Thorstein Veblen’s The Theory of Business Enterprise is one of the seminal works of economics.
Written during the advent of the United States of America’s economic boom, it analyses the effect of corporate culture on society and the economy.
Looking at the situation that he saw around him Veblen stated that there was conflict between the old way of economics, led by the large businessmen, and the new system of industry, led by engineers.
Business owners, Veblen claimed, were culpable for solely focusing on profits, sometimes reducing production in order to do so. The engineers on the other hand were more understanding of the industrial system and focused not just on profits, but instead worked for efficiency and the production of products for the wider society.

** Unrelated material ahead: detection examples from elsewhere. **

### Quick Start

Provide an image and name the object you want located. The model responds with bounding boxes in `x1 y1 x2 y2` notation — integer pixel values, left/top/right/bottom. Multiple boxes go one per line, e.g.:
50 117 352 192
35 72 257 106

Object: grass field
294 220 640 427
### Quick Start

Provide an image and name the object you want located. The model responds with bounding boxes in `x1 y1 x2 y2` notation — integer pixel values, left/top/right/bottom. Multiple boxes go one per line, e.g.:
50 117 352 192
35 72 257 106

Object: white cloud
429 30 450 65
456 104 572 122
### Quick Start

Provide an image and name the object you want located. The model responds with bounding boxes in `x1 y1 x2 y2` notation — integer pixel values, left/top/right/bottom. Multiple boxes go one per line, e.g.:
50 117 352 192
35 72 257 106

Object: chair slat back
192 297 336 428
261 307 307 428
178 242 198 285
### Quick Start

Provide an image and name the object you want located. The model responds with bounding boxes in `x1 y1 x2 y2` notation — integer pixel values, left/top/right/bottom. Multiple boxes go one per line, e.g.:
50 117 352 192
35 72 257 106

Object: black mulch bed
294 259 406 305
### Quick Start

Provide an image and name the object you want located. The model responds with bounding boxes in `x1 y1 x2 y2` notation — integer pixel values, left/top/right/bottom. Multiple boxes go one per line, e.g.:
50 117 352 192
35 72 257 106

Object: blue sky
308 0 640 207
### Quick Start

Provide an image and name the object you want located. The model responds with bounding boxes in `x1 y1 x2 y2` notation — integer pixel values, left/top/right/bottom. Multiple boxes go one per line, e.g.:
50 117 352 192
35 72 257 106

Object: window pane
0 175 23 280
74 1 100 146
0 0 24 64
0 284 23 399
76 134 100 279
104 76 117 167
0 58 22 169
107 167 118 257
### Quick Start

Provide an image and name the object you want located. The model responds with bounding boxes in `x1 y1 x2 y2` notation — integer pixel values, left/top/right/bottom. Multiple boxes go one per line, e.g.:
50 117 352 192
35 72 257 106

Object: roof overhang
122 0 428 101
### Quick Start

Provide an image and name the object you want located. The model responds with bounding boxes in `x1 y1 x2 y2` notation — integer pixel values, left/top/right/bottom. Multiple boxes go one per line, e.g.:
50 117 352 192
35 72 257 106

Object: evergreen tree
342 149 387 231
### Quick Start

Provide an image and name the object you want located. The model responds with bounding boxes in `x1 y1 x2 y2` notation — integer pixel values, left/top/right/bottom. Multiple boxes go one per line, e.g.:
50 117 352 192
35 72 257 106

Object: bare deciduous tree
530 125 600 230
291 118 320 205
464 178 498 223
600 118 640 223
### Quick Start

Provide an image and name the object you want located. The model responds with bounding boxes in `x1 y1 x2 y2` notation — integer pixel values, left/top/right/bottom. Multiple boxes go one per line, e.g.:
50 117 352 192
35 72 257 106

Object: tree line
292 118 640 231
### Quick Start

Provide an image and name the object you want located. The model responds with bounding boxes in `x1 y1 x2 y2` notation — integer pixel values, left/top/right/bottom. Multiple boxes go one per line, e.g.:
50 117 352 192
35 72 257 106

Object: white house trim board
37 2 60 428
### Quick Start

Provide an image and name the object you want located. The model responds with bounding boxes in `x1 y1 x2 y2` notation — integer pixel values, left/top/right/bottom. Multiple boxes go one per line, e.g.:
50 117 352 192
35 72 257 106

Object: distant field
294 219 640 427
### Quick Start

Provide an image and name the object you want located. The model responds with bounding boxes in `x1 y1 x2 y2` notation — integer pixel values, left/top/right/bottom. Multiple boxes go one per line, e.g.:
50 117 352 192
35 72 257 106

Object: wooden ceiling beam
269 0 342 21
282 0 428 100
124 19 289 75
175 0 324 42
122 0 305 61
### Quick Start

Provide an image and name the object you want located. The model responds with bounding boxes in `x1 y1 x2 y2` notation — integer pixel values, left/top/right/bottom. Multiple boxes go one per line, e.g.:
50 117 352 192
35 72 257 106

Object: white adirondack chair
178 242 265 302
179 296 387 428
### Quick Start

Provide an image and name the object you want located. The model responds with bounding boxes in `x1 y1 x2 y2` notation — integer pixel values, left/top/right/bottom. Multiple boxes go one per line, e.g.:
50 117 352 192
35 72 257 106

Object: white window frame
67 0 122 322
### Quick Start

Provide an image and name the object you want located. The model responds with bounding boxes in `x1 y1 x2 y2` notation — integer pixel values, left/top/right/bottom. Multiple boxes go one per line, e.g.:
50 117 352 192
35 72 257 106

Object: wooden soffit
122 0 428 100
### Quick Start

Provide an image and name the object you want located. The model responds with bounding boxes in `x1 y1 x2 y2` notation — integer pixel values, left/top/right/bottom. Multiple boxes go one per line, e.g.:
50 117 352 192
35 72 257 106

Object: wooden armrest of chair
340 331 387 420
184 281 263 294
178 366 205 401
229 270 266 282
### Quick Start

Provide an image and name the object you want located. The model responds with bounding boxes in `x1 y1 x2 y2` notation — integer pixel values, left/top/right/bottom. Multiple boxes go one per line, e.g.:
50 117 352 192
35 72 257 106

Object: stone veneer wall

Veblen provides fascinating insight into how economics saw dramatic changes through the late-nineteenth and early-twentieth centuries, and many of his theories remain relevant today.
“[M]any evidences of keen and profound thought, of a high grade of scholarship and of a breadth and sureness of vision . . . penetrated by flashes of inimitable satiric wit that is delightful.” — Industrial and Labor Relations Review.
“Extremely acute, subtle and brilliant” James Hayden Tufts.
Thorstein Veblen was a prominent economic theorist of the early twentieth century who criticized the idea that businesses should aim for profit alone. As a critic of untethered capitalism he has had a large influence on economic thinkers throughout the twentieth century. He died in 1929, just three months before the Wall Street Crash.